El estudiante de teología, entiendo, debe ser ante todo un sujeto profundo, libre y abierto a la exigencia que tiene delante de sí, sujeto capaz de estructurar las preguntas fundamentales y consciente de que no hay respuestas totales ni definitivas. La teología en su carácter de reflexión crítica pondrá delante del estudiante una tensión que requiere de la humildad para comprender lo insuficiente de nuestras propias respuestas aún con el gran tesoro de siglos de profundidad. Pero también el estudiante de teología deberá ser un sujeto capaz de llenarse de lodo, de caminar y de interiorizar el drama del mundo para estructurarlo como paso de Dios por la historia.

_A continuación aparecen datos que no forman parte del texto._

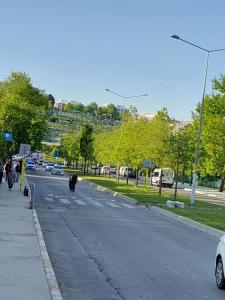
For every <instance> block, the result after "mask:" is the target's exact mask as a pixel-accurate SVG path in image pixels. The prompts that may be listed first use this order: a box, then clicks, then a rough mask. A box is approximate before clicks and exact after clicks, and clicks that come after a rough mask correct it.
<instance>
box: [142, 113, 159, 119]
mask: <svg viewBox="0 0 225 300" xmlns="http://www.w3.org/2000/svg"><path fill="white" fill-rule="evenodd" d="M155 116H156V113H143V114H140V117H141V118H144V119H146V120H151V119H153V118H154V117H155Z"/></svg>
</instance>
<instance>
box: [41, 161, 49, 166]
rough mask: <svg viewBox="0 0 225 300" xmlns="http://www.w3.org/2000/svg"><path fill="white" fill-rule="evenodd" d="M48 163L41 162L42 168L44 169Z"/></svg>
mask: <svg viewBox="0 0 225 300" xmlns="http://www.w3.org/2000/svg"><path fill="white" fill-rule="evenodd" d="M48 163H49V161H47V160H44V161H43V162H42V167H43V168H45V167H46V166H47V164H48Z"/></svg>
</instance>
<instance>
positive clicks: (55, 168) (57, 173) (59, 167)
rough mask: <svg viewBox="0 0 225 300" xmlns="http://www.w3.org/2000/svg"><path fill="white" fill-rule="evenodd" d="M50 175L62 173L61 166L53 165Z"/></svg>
mask: <svg viewBox="0 0 225 300" xmlns="http://www.w3.org/2000/svg"><path fill="white" fill-rule="evenodd" d="M52 175H64V170H63V167H62V166H59V165H55V166H54V168H53V169H52Z"/></svg>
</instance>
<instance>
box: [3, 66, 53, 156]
mask: <svg viewBox="0 0 225 300" xmlns="http://www.w3.org/2000/svg"><path fill="white" fill-rule="evenodd" d="M53 99H54V98H53V97H52V96H51V95H47V94H46V93H45V92H44V91H42V90H40V89H38V88H36V87H34V86H33V85H32V82H31V79H30V77H29V76H28V75H27V74H25V73H21V72H14V73H12V74H11V75H10V76H9V77H8V78H7V79H6V80H4V81H2V82H0V133H1V138H0V158H3V159H4V156H6V155H10V154H13V153H18V150H19V147H20V144H30V145H31V147H32V149H33V150H35V149H40V148H41V142H42V140H43V137H44V134H45V131H46V120H47V118H48V116H49V111H50V110H51V109H52V106H53V104H54V101H53ZM3 133H11V134H12V136H13V140H12V142H7V141H4V140H3V139H2V134H3Z"/></svg>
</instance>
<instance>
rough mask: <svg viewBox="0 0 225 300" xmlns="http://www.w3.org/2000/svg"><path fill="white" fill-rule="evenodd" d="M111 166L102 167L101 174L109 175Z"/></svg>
mask: <svg viewBox="0 0 225 300" xmlns="http://www.w3.org/2000/svg"><path fill="white" fill-rule="evenodd" d="M109 168H110V167H109V166H102V167H101V169H100V173H101V174H109Z"/></svg>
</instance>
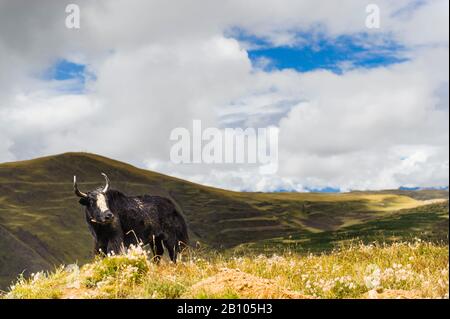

Tendrá que discernir la pertinencia de las reflexiones teológicas y el modo concreto que se revela en la cultura en donde es arrojado a vivir y convivir.
Por último, quisiera intentar una incursión audaz en esta reflexión. Evocando aquella parábola de Carlos Mesters «La casa del Pueblo», hemos de asumir el ejercicio del estudio teológico no como un acceso a la fe de la comunidad desde una puerta lateral, reservada a la línea del conocimiento profesional de la fe sin afectar la vida cristiana. Crear esa puerta significa negar o evadir la principal, la de la experiencia situada, la de las opciones concretas, y esto hay que entenderlo bien, porque no quiere decir que los que desprecian el ejercicio de pensar y creen entrar por esa puerta principal ya sean todo lo cristianos que se les exige. El estudio de la teología no ha de hacerse en orden a sobresalir por los conocimientos, sino que su valor profundo es ayudarse y ayudar a otros a comprender la fe y una vez se da ese proceso de comprensión a comprometerse en la transformación evangélica de la realidad de acuerdo a los principios adquiridos mediante el estudio.
“No podemos vivir sin amor y sin conocimiento. El conocimiento, sin amor, engendra odio, y el amor, sin conocimiento, sentimentalismo”. Así decía Raimon Panikkar. Por eso creo, en síntesis, que el estudiante debe ser un hombre o mujer de enorme corazón y de mente abierta.